В то же утро в отсутствие хозяина, но в назначенный им час и с его же ключами в апартаменты на восьмом этаже Фонтеной-хаус вошли двое рабочих. Они вынули покалеченный сейф из стены и заменили его точно таким же новым. К вечеру они привели в порядок стену, после чего ушли.
Глава 5
Только в понедельник, 19 января, Гарольд Филби, отправив мальчиков в школу, а Эриту за покупками, решил написать окончание служебного доклада Генеральному секретарю ЦК КПСС. Он не получил никакого уведомления о доставке первой части и не знал, какую реакцию она вызвала. Все будет зависеть от второй, цель которой – склонить советского лидера к точке зрения автора.
«Генеральному секретарю ЦК КПСС от Г. Филби.
В дополнение к моему докладу позвольте сообщить Вам следующее:
7 мая 1981 года миллионы лондонцев пришли на избирательные участки, чтобы избрать новый состав Совета большого Лондона. Лондонский совет до того возглавляли консерваторы во главе с сэром Горасом Катлером. Лейбористы выставили на выборах кандидатуру г-на Эндрю Макинтоша – популярного политика-центриста – сторонника традиций партии труда.

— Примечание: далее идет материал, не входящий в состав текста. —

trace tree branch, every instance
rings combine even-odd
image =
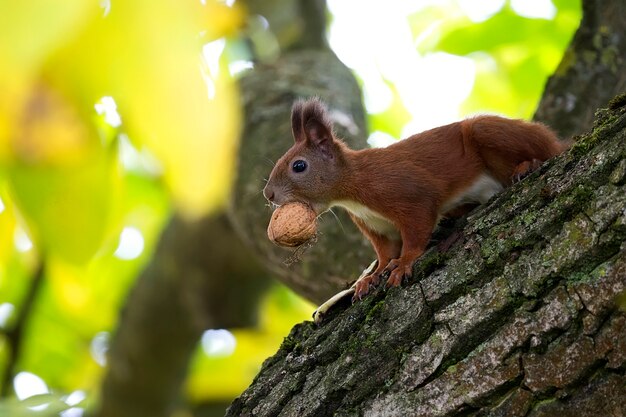
[[[625,412],[626,96],[612,106],[409,285],[296,326],[227,415]]]

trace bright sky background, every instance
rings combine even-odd
[[[446,0],[458,13],[480,22],[497,13],[505,0]],[[328,0],[333,15],[329,41],[339,58],[363,80],[363,95],[369,113],[379,113],[391,103],[385,84],[397,87],[412,120],[402,137],[458,120],[461,103],[472,91],[474,62],[447,53],[420,55],[407,17],[437,0]],[[511,0],[516,13],[552,19],[556,8],[551,0]],[[358,10],[358,17],[355,16]],[[454,10],[454,8],[452,8]],[[432,28],[441,22],[434,21]],[[369,142],[383,146],[394,138],[372,132]]]

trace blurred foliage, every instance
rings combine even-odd
[[[497,3],[488,2],[491,5]],[[582,17],[581,0],[554,0],[552,5],[555,13],[550,18],[522,16],[516,13],[512,3],[511,0],[503,0],[492,14],[480,16],[480,19],[470,16],[471,13],[468,12],[473,7],[482,9],[489,6],[460,0],[424,2],[423,7],[418,7],[417,11],[406,16],[412,34],[411,42],[417,52],[418,68],[420,65],[427,66],[429,57],[437,54],[441,56],[442,53],[467,58],[473,66],[473,85],[469,94],[460,102],[458,111],[453,115],[454,119],[475,113],[498,113],[530,119],[548,77],[556,71]],[[531,3],[550,4],[549,0]],[[380,53],[376,49],[373,51]],[[382,59],[387,58],[383,53]],[[396,67],[410,66],[415,62],[396,58],[394,57]],[[375,114],[370,114],[370,130],[385,132],[395,138],[416,133],[419,130],[403,132],[403,128],[411,120],[410,113],[418,119],[428,117],[420,112],[419,106],[424,106],[427,110],[439,106],[438,97],[432,97],[437,92],[429,91],[418,99],[411,97],[412,102],[408,102],[406,96],[398,94],[397,86],[394,87],[395,83],[401,81],[397,73],[385,69],[380,64],[380,59],[373,67],[378,68],[380,78],[389,86],[390,96],[385,99],[389,100],[389,105],[383,110],[377,110]],[[410,68],[415,69],[413,66]],[[359,68],[354,69],[360,74]],[[368,79],[372,77],[371,71],[371,68],[366,71]],[[442,95],[456,97],[458,92],[452,94],[446,91],[443,83],[438,83],[451,74],[454,72],[429,74],[439,75],[439,80],[422,80],[418,73],[415,74],[414,84],[443,85]],[[450,84],[455,82],[456,80],[450,80]],[[368,85],[365,84],[364,88],[367,90]],[[431,106],[428,105],[429,100],[433,102]],[[416,103],[421,104],[416,106]],[[450,100],[447,109],[454,110],[458,104]],[[452,120],[445,120],[446,123],[450,121]],[[434,127],[428,121],[422,121],[418,125]]]
[[[0,2],[0,370],[17,353],[17,369],[52,393],[0,400],[0,415],[54,415],[75,405],[66,394],[76,390],[97,400],[108,335],[171,211],[194,217],[226,200],[241,125],[228,58],[244,44],[229,37],[260,20],[237,3],[203,3]],[[407,20],[416,53],[476,63],[463,112],[528,117],[580,19],[578,0],[554,3],[553,20],[505,5],[474,23],[454,1]],[[370,125],[398,136],[411,115],[392,81],[391,104]],[[129,229],[139,241],[125,240]],[[42,262],[22,349],[11,352]],[[312,308],[276,286],[259,327],[232,330],[231,353],[199,344],[188,398],[237,395]]]

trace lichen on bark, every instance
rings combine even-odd
[[[623,415],[624,161],[622,96],[408,284],[297,325],[227,415]]]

На выборах победили лейбористы. Макинтош стал новым главой Лондонского совета.
Через шестнадцать часов – не дней, не недель, не месяцев – на закрытом собрании руководства лейбористской партии Эндрю Макинтош был выведен из руководства лейбористской партии, а на его место избран активист крайне левого крыла Кен Ливингстон, о котором мало кто из лондонцев что-либо знал. Это был прекрасно сработанный переворот, который сделал бы честь даже самому Ленину.
Для объединения делегатов совещания от крайне левого крыла потребовались не часы, а недели и месяцы. Именно они образовали то большинство, которое сместило Макинтоша. Огромная заслуга в этом объединении принадлежит самому Ливингстону.

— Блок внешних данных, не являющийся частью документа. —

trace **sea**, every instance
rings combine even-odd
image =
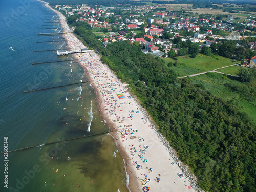
[[[1,153],[0,191],[127,191],[113,137],[97,135],[109,127],[95,91],[68,86],[88,81],[83,68],[53,51],[67,49],[61,36],[38,35],[62,31],[56,13],[36,1],[2,0],[0,26],[0,149],[25,148]],[[32,65],[54,61],[64,61]]]

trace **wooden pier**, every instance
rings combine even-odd
[[[51,145],[51,144],[55,144],[55,143],[61,143],[62,142],[69,141],[72,141],[73,140],[76,140],[76,139],[82,139],[82,138],[86,138],[86,137],[93,137],[93,136],[97,136],[97,135],[103,135],[103,134],[107,134],[107,133],[109,133],[115,132],[115,131],[117,131],[117,130],[109,131],[105,132],[103,132],[103,133],[96,133],[96,134],[92,134],[92,135],[87,135],[87,136],[81,136],[81,137],[76,137],[76,138],[71,138],[71,139],[69,139],[62,140],[61,141],[58,141],[52,142],[50,142],[50,143],[44,143],[44,144],[40,144],[40,145],[35,145],[35,146],[29,146],[29,147],[25,147],[25,148],[19,148],[19,149],[17,149],[17,150],[14,150],[9,151],[7,152],[1,152],[1,153],[10,153],[10,152],[17,152],[17,151],[18,151],[26,150],[28,150],[29,148],[35,148],[35,147],[39,147],[39,146],[42,146],[49,145]]]
[[[59,61],[50,61],[50,62],[37,62],[37,63],[32,63],[32,65],[51,63],[53,63],[53,62],[66,62],[66,61],[73,61],[74,60],[76,60],[76,59],[66,60],[59,60]]]
[[[37,28],[37,29],[58,29],[58,28],[60,28],[59,27],[57,28]]]
[[[45,41],[45,42],[36,42],[37,44],[41,44],[43,42],[63,42],[65,41],[65,40],[56,40],[56,41]]]
[[[61,35],[63,34],[68,33],[67,32],[62,33],[37,33],[38,36],[52,36],[52,35]]]
[[[50,50],[40,50],[40,51],[34,51],[33,52],[40,52],[42,51],[59,51],[61,49],[51,49]]]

Ливингстон, несмотря на всю свою невзрачность, заурядность внешности и гнусавость голоса, – превосходный политик.
Политикой увлечен с раннего возраста. Живет скромно. Довольствуется крошечной квартиркой, которую снимает (по крайней мере так было до того, как он стал главой Лондонского совета), не имеет семьи, развлечений не любит, в светской жизни не участвует, 24 часа в сутки отдает политике. Не пропустил ни одного собрания, выступает на каждом, страстный агитатор. Если есть хоть малейшая возможность склонить человека на свою сторону, он пользуется ею.
За пять лет ему удалось создать свою собственную политическую сеть крайне левого толка, которая охватила почти всю страну.
Став в прошлом году членом парламента, он сумел потеснить Энтони Веджвуда Бенна. Войдя в руководство исполнительного комитета, он стал ключевой фигурой в борьбе левых сил за подчинение своему влиянию всей Лейбористской партии Великобритании.
Я рассказываю об этом, поскольку схема переворота Кена Ливингстона будет полезна для установления полного контроля над партией труда. Контроль будет установлен не в ходе выборов, а через несколько дней после них. Я использую слово „переворот“ без преувеличения, имея в виду государственное переустройство.
В Лондоне проживают более 11 миллионов человек, что составляет пятую часть населения Великобритании и равняется населению карликовых государств Люксембурга и Лихтенштейна. Бюджет столицы превышает бюджет восьмидесяти государств-членов ООН.